Contributors to this document include (in alphabetical order): Jason Zhijingcheng Yu
Version Information: Draft version. Refer to the commit hash.
1. Introduction
The Capstone project is an effort to explore the design of a new CPU instruction set architecture that achieves multiple security goals including memory safety and isolation with one unified hardware abstraction.

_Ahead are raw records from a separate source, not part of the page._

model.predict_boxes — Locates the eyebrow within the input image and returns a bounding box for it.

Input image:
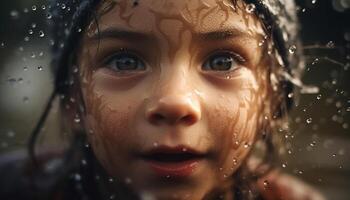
[196,28,249,41]
[88,27,253,42]
[88,28,153,41]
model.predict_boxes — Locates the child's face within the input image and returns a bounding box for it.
[78,0,268,198]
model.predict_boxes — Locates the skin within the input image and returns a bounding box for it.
[76,0,272,199]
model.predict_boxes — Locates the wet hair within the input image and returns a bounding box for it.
[27,0,304,199]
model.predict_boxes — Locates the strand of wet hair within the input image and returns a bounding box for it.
[28,88,58,168]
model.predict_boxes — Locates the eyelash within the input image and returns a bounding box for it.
[202,51,246,72]
[101,49,246,75]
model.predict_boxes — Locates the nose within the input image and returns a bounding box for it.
[145,93,201,126]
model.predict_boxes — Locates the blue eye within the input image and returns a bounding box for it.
[203,53,242,71]
[105,53,146,72]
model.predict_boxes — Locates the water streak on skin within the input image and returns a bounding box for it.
[75,0,272,199]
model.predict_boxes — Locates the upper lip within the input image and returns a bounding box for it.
[140,145,206,162]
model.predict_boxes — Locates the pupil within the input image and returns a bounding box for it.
[117,57,137,70]
[212,56,232,70]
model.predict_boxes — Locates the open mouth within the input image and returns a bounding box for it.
[140,146,206,177]
[143,152,203,162]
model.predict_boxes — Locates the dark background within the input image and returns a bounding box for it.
[0,0,349,199]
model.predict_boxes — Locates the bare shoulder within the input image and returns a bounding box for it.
[256,169,326,200]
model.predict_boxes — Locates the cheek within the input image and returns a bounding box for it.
[83,85,137,175]
[207,82,262,178]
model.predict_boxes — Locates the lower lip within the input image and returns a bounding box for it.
[146,159,200,178]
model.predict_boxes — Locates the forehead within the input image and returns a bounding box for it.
[92,0,264,36]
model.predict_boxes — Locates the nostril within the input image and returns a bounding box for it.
[149,113,166,124]
[181,115,197,125]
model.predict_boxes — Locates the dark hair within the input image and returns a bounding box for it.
[27,0,303,199]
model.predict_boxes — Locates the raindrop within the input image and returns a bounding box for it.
[310,141,316,147]
[245,3,256,14]
[288,45,297,54]
[243,142,250,148]
[282,163,287,168]
[108,177,114,183]
[74,116,81,123]
[81,159,87,165]
[345,32,350,41]
[31,52,36,58]
[47,13,52,19]
[1,42,5,48]
[10,10,19,19]
[37,66,43,71]
[125,177,132,184]
[39,30,45,38]
[31,23,37,28]
[316,94,322,100]
[28,29,34,35]
[233,158,237,165]
[32,5,37,11]
[109,194,116,200]
[24,37,30,42]
[326,41,335,48]
[41,5,46,10]
[61,4,67,10]
[311,0,317,4]
[346,107,350,112]
[263,180,269,189]
[7,130,15,138]
[74,173,82,181]
[306,118,313,124]
[288,93,294,98]
[23,66,28,71]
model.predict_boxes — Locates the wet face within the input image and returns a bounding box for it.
[77,0,268,199]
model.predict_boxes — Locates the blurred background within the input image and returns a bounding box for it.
[0,0,349,199]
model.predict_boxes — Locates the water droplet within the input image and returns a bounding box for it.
[282,163,287,168]
[39,30,45,38]
[311,58,319,65]
[31,23,37,29]
[37,66,43,71]
[182,147,187,152]
[74,116,81,123]
[28,29,34,35]
[61,4,66,9]
[245,3,256,14]
[108,177,114,183]
[288,45,297,54]
[288,93,294,98]
[306,118,312,124]
[316,94,322,100]
[7,130,15,138]
[263,180,269,189]
[81,159,87,165]
[74,173,81,181]
[24,37,30,42]
[153,142,158,147]
[47,13,52,19]
[10,10,19,19]
[310,141,316,147]
[32,5,37,11]
[326,41,335,48]
[125,177,132,184]
[243,142,250,148]
[233,158,237,165]
[41,5,46,10]
[311,0,317,4]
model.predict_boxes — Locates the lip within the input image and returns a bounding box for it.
[140,145,205,178]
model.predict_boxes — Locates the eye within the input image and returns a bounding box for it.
[104,52,146,72]
[202,52,243,72]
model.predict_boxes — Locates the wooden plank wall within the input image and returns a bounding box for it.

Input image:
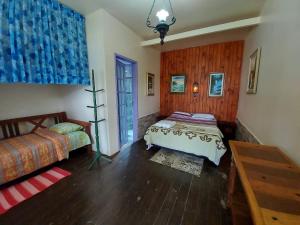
[160,41,244,122]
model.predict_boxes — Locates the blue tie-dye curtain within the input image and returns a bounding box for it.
[0,0,90,85]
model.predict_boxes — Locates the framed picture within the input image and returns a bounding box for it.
[170,74,186,93]
[209,73,224,97]
[146,73,155,96]
[247,48,261,94]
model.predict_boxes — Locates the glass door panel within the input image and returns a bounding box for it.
[116,58,134,147]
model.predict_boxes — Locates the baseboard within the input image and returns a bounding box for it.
[236,118,263,144]
[138,111,160,119]
[108,151,120,159]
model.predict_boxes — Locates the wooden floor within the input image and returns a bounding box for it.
[0,140,232,225]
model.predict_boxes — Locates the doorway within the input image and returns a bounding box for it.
[115,54,138,150]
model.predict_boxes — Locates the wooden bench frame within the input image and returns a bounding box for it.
[227,141,300,225]
[0,112,92,152]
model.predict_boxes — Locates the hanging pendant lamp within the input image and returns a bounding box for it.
[146,0,176,45]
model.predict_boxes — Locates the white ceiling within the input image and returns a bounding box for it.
[59,0,265,39]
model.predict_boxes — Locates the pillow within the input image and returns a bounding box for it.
[192,113,215,120]
[49,122,83,135]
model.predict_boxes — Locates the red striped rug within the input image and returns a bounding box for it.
[0,167,71,215]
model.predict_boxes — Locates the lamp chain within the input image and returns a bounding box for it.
[146,0,156,23]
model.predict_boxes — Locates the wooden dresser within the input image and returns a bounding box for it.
[227,141,300,225]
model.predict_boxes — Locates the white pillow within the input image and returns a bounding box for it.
[192,113,215,119]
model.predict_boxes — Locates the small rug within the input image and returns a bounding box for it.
[150,148,204,177]
[0,167,71,215]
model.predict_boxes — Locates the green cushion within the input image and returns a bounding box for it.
[49,122,83,135]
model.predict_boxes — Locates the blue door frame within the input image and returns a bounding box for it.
[115,54,138,149]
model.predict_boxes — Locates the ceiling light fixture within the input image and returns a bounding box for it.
[146,0,176,45]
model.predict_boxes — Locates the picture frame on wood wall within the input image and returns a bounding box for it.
[146,73,155,96]
[170,74,186,93]
[209,73,224,97]
[247,47,261,94]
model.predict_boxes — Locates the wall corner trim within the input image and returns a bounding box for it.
[236,117,263,144]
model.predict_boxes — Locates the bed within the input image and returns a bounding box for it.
[144,112,226,165]
[0,112,91,185]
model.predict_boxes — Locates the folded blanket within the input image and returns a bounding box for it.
[154,120,176,128]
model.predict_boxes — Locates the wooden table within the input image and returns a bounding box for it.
[227,141,300,225]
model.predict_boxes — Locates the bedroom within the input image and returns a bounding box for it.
[0,0,299,225]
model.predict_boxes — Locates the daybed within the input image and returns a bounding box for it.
[0,112,92,185]
[144,112,226,165]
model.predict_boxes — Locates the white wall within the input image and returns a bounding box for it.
[59,84,110,154]
[237,0,300,164]
[100,10,160,154]
[61,9,161,155]
[0,84,64,120]
[59,9,109,154]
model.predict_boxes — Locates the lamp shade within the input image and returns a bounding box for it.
[192,82,199,96]
[156,9,169,22]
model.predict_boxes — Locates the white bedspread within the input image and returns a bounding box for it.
[144,121,226,165]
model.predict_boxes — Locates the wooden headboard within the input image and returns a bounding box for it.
[0,112,67,139]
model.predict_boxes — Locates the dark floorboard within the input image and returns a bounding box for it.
[0,140,232,225]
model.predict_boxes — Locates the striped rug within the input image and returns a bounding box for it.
[0,167,71,215]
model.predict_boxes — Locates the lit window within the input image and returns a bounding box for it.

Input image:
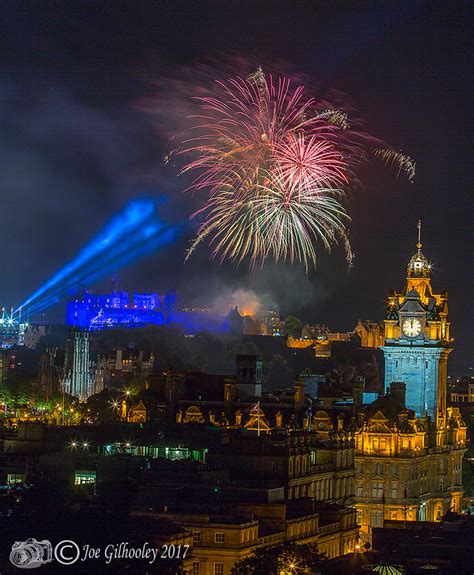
[215,532,225,543]
[74,470,96,485]
[6,473,26,484]
[370,511,383,528]
[213,563,224,575]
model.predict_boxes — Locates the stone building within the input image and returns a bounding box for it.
[354,320,384,348]
[95,347,154,391]
[354,223,466,538]
[144,497,358,575]
[207,432,354,504]
[354,382,465,536]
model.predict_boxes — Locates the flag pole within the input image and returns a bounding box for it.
[257,401,260,437]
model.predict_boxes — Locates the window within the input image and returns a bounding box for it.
[193,531,201,544]
[6,473,26,484]
[193,562,200,575]
[214,563,224,575]
[356,482,364,497]
[215,532,225,543]
[74,470,96,485]
[370,511,383,528]
[373,462,384,475]
[391,483,398,499]
[391,464,398,477]
[372,481,384,498]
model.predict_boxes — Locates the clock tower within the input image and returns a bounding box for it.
[382,222,451,423]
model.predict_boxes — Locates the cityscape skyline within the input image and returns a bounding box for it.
[1,2,472,373]
[0,3,472,573]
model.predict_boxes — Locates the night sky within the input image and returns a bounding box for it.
[1,1,472,373]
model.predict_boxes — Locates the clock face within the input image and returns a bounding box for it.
[402,317,422,337]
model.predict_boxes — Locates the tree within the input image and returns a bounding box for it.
[231,542,325,575]
[284,316,303,338]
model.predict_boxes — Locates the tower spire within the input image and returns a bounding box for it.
[417,220,422,250]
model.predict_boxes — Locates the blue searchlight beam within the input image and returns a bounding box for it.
[17,198,181,315]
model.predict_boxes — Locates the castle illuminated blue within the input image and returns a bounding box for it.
[66,284,243,335]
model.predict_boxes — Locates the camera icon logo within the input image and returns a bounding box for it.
[9,539,53,569]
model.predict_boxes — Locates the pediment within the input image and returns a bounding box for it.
[367,422,392,434]
[370,410,389,422]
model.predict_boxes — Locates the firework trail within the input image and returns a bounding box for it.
[170,66,414,271]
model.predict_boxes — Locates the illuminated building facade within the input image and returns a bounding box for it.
[354,223,466,537]
[354,320,384,348]
[354,383,466,536]
[382,223,450,420]
[450,375,474,404]
[95,348,154,391]
[66,287,240,335]
[63,330,94,401]
[287,325,354,358]
[242,310,285,336]
[0,307,29,349]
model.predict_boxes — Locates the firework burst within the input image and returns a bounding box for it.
[178,67,413,270]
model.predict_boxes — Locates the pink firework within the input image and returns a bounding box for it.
[175,67,414,269]
[274,133,348,204]
[180,70,344,197]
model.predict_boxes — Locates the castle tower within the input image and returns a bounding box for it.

Other formats: This document is also available in the following formats:
1.1. Goals
The ultimate goal of Capstone is to unify the numerous hardware abstracts that have been added as extensions to existing architectures as afterthought mitigations to security vulnerabilities. This goal requires a high level of flexibility and extensibility of the Capstone architecture. More specifically, we aim to support the following in a unified manner.
- Exclusive access
-
Software should be guaranteed exclusive access to certain memory regions if needed. This is in spite of the existence of software traditionally entitled to higher privileges such as the OS kernel and the hypervisor.
- Revocable delegation
-
Software components should be able to delegate authority to other components in a revocable manner. For example, after an untrusted library function has been granted access to a memory region, the caller should be able to revoke this access.

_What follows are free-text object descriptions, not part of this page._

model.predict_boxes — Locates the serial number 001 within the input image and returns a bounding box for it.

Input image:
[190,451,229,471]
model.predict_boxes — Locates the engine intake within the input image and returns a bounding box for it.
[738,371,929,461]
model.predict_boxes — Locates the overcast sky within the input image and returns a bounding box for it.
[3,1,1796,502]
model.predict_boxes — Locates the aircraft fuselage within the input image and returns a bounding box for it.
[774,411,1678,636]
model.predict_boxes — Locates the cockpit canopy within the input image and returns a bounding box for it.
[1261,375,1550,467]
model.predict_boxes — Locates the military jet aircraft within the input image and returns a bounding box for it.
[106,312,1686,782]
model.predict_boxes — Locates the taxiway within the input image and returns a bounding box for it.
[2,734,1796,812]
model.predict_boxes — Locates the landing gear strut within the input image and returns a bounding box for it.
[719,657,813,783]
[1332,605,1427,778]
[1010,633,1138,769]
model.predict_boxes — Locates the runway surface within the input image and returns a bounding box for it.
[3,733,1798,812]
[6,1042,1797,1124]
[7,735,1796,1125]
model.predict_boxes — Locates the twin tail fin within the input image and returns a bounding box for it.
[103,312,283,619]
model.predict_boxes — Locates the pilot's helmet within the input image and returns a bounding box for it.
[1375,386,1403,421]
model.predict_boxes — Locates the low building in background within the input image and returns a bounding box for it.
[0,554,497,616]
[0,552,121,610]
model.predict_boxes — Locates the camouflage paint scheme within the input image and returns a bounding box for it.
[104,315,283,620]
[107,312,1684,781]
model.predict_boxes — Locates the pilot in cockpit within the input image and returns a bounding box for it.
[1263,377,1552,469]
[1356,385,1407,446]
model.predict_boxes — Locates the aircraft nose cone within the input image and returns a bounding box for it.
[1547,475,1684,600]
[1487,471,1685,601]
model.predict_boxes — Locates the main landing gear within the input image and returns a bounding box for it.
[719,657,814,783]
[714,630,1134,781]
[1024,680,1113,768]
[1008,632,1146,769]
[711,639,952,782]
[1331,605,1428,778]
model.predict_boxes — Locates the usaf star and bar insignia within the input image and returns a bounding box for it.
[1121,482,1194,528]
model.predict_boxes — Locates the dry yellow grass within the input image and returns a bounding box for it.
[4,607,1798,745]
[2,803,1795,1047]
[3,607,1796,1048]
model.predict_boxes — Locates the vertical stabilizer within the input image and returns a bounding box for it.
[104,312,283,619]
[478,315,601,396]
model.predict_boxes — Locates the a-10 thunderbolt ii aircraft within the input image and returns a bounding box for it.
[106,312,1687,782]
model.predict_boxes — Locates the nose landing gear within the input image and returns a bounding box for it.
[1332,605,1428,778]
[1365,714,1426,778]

- Dynamically extensible hierarchy
-
The hierarchy of authority should be dynamically extensible, unlike traditional platforms which follow a static hierarchy of hypervisor-kernel-user. This makes it possible to use the same set of abstractions for memory isolation and memory sharing regardless of where a software component lies in the hierarchy.
- Safe context switching
-
A mechanism of context switching without trusting any other software component should be provided. This allows for a minimal TCB if necessary in case of a highly security-critical application.
1.2. Major Design Elements
The Capstone architecture design is based on the idea of capabilities, which are unforgeable tokens that represent authority to perform memory accesses and control flow transfers. Capstone extends the traditional capability model with new capability types including the following.
- Linear capabilities
-
Linear capabilities are guaranteed not to alias with other capabilities. Operations on linear capabilities maintain this property. For example, linear capabilities cannot be duplicated. Instead, they can only be moved around across different registers or between registers and memory. They can hence enable safe exclusive access to memory regions. Capabilities that do not have this property are called non-linear capabilities.
- Revocation capabilities
-
Revocation capabilities cannot be used to perform memory accesses or control flow transfers. Instead, they convey the authority to revoke other capabilities. Each revocation capability is derived from a linear capability and can later be used to revoke (i.e., invalidate) capability derived from the same linear capability. This mechanism enables revocable and arbitrarily extensible chains of delegation of authority.
- Uninitialised capabilities
-
Uninitialised capabilities convey write-only authority to memory. They can be turned into linear capabilities after the memory region has been "initialised", that is, when the whole memory region has been overwritten with fresh data. Uninitialised capabilities enable safe initialisation of memory regions and prevent secret leakage without incurring extra performance overhead.
1.3. Capstone-RISC-V ISA Overview
While Capstone does not assume any specific modern ISA, we choose to propose a Capstone extension to RISC-V due to its open nature and the availability of toolchains and simulators.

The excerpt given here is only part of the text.